Dutifully, she took off her shoes and undid her bra from beneath her shirt as she walked to the bathroom and turned on the water. Steam floated into the room from the roaring faucet. Frank stood up, holding onto the furniture as he went along. One hand struggled with his fly, the other held onto the frame with a sliding grip. Della met him there, and with practiced hands and a crooked smile painted on her face, she reached down and began to undo his belt.
“You did tell me I better be nice to you,” she whispered in his ear.
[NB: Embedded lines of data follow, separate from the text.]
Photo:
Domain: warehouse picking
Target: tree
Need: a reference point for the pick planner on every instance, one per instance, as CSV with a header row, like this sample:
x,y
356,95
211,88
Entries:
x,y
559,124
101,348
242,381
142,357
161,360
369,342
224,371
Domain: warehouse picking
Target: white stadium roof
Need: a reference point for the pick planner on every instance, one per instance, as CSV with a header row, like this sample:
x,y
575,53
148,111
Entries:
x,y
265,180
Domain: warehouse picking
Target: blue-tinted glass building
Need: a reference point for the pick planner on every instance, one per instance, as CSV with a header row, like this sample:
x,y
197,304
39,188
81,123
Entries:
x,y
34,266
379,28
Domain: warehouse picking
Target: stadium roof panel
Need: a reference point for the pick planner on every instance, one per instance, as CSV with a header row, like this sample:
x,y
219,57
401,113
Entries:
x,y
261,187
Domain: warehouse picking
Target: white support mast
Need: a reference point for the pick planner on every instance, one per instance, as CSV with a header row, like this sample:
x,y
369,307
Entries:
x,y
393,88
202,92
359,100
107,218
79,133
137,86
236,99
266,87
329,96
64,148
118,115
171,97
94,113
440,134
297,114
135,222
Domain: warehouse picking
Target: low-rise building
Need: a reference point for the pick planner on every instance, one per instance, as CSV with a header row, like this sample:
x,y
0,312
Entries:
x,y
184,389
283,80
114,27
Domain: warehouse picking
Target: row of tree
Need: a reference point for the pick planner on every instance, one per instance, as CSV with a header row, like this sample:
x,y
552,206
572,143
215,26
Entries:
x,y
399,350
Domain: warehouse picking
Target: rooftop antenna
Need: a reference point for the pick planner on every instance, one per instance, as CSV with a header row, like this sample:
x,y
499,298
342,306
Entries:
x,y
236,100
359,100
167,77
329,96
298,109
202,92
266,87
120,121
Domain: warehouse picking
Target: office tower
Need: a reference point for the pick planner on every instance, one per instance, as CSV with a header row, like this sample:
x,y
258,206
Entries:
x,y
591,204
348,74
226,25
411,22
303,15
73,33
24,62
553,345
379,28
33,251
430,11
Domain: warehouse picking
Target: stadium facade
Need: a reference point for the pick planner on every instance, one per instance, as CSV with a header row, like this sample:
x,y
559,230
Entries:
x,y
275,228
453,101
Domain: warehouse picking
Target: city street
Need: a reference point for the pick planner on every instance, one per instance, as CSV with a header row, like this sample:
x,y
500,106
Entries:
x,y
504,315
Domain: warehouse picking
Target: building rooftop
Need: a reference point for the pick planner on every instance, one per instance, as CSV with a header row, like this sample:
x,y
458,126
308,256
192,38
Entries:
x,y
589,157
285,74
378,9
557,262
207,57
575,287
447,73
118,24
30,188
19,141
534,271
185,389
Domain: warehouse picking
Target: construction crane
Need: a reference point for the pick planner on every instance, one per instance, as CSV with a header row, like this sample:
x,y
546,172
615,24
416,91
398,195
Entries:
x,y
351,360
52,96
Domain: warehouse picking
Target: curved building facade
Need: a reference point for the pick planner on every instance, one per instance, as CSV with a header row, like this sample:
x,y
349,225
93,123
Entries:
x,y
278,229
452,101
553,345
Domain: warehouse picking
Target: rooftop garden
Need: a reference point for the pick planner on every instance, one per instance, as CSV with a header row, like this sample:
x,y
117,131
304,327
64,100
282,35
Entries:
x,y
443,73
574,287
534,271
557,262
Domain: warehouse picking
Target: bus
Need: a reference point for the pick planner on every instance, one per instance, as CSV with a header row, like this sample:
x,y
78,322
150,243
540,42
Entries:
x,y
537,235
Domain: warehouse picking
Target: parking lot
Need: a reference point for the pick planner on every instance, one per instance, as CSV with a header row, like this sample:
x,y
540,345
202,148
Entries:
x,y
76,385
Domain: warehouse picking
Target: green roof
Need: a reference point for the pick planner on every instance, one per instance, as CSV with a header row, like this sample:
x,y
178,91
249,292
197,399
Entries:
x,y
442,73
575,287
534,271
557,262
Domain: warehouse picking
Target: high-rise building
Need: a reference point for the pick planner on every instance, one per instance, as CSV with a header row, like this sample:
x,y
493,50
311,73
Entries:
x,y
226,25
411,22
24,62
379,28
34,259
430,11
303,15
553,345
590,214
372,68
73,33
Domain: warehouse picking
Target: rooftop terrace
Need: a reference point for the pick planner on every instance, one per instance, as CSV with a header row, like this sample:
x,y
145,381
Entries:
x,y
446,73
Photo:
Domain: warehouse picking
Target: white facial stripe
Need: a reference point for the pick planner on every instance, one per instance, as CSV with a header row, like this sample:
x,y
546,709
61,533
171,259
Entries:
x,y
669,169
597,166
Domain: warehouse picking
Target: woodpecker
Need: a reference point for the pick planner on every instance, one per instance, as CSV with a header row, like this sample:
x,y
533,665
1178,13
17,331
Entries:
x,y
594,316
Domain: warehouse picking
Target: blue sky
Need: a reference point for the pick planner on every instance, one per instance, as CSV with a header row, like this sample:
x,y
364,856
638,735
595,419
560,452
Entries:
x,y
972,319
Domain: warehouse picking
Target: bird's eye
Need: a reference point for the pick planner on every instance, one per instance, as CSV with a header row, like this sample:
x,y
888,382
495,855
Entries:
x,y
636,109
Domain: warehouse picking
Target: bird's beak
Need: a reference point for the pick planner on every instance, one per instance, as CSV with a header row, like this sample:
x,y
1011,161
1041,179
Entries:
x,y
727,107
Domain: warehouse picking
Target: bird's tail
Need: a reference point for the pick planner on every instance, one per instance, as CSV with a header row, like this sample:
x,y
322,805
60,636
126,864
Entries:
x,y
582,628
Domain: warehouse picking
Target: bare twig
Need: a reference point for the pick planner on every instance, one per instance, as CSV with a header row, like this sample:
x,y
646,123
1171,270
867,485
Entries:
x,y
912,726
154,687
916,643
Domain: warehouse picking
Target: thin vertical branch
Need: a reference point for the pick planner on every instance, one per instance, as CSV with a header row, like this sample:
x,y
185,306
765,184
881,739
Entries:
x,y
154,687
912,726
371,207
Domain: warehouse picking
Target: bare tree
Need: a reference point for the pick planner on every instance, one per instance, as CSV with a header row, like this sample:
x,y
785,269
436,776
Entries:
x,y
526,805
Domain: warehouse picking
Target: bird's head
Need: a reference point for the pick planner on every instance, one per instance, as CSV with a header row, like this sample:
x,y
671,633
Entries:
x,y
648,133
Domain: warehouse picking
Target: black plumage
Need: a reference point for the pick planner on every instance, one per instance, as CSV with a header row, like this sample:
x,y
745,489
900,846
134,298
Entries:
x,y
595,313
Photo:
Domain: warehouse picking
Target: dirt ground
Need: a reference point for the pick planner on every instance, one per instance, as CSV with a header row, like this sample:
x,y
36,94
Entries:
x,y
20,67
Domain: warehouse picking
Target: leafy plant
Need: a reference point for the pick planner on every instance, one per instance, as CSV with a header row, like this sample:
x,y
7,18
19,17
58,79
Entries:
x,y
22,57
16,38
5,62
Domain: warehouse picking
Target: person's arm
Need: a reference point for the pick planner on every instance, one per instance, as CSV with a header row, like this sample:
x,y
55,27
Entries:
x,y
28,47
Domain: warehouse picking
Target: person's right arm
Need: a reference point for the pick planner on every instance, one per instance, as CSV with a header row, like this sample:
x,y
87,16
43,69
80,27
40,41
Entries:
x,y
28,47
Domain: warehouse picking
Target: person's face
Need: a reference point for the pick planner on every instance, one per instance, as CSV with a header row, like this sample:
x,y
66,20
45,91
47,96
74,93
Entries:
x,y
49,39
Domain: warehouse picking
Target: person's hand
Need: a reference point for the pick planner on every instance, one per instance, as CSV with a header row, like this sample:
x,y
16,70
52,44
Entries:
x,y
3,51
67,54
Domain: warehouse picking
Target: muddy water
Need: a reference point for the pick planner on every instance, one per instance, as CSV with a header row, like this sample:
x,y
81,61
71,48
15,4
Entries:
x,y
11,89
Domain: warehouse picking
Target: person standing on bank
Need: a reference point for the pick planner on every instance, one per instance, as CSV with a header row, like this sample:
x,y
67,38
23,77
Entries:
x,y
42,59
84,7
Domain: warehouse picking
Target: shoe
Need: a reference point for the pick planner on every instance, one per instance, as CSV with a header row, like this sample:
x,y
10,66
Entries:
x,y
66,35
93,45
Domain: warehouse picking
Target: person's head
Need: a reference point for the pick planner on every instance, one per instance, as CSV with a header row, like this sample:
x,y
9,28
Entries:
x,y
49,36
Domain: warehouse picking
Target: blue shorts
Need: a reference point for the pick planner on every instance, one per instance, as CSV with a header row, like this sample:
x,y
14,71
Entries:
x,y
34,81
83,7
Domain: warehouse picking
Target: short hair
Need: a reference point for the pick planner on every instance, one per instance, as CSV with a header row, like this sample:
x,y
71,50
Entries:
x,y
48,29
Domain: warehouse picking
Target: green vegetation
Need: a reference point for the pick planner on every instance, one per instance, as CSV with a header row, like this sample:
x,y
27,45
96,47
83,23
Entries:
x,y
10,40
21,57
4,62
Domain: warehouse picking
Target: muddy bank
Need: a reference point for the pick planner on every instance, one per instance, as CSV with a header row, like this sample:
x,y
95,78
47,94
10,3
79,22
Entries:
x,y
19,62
“Now, that’s what I’m talking about,” he breathed in her chestnut curls as Della freed him from his pants and rolled him through the doorway into the dim bathroom. She sat him down, legs splayed, on the edge of the filling tub. And as Frank reached up for her open shirt, Della shoved him backwards with a quick, two-handed push.
Caught off guard, Frank exhaled sharply as he fell backwards towards the wall of the tub, and when he tried to straighten his frame, he cracked the back of his head full force against the tile, leaving a thick, moppy patch of red.
He was not as thick-headed after all, Della thought.
Frank’s stunned body twisted and slumped into the tub, submerged face down past his shoulders. Della quickly put her bare foot on the back of Frank’s neck so the next breath he took was full of hot, blood-tinged water. She pressed down hard, feeling his body jerk under her heel, remembering there was a time, as recently as that morning, when Della couldn’t bring herself to face down a spider crawling on the wall. But in that cramped linoleum bathroom lit only by washed-out light, she willed herself to hold onto to what her mother always said: Remember who has the shoe and which one of you should really be afraid.